In support of the claim that Joy Pakistan was said in the March 7 speech, Badruddin Umar expressed agreement in his book written in 1996, while Neelima Ibrahim disagreed in her book. Between 2011 and 2014, Pakistan’s High Commissioner to Bangladesh, Afrasiab Mehdi Hashmi, wrote in his book 1971 Fact and Fiction: Views and Perceptions in Pakistan, India and Bangladesh that Pakistan Zindabad, not Joy Pakistan, was said at the end of Sheikh Mujib’s March 7 speech. Pakistani writer Taj Hashmi also supported the opinion that Sheikh Mujib said Joy Pakistan on March 7. Haq Nawaz Akhtar showed the same view.
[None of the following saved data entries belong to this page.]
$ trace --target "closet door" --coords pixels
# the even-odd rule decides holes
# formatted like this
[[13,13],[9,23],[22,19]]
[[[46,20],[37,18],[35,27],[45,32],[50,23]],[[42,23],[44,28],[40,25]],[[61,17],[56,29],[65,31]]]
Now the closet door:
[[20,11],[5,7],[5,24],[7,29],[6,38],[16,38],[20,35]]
Humayun Ahmed said in the introduction to his book Jochona O Jononir Golpo, "The same thing is true of the famous speech of the Father of the Nation, Bangabandhu Sheikh Mujibur Rahman on March 7. In the first edition of Justice Muhammad Habibur Rahman's famous book Bangladesh Tarikh, he mentioned that at the end of the speech, Sheikh Mujibur Rahman said 'Joy Bangla. Joy Pakistan'. In the second edition, he omitted the part 'joy Pakistan'. In the autobiography written by poet Shamsur Rahman, which is serially published in the Daily Janakantha under the title 'Written in the Dust of Time', he also says that Sheikh Mujibur Rahman's last words were 'joy Pakistan'. I have heard such things from many others who are people of the Awami ideology. The problem is that I myself searched all the newspapers of March 8 and 9 and did not find any such information. Then why is a wrong idea being spread? If Bangabandhu said 'joy Pakistan', then there is nothing wrong with it. He must have thought about what he said. He said it with sincerity. He has to keep the path of dialogue open with Pakistan. He has to take his time. He was not in a position to declare war on March 7. I think Bangabandhu's March 7 speech is more important than the Gettysburg Address. It is not permissible to have any ambiguity here."

Ajoy Roy and his son Abhijit Roy held the opposite view.

It is mentioned in weekly newspaper Desh, vol 38 part 3 of 1971 disagreed with the claim. Raisuddin Arif agreed that Mujib uttered Joy Pakistan. Muhammad Hannan also supported this. Khandakar Kamrul Huda disagreed this claim.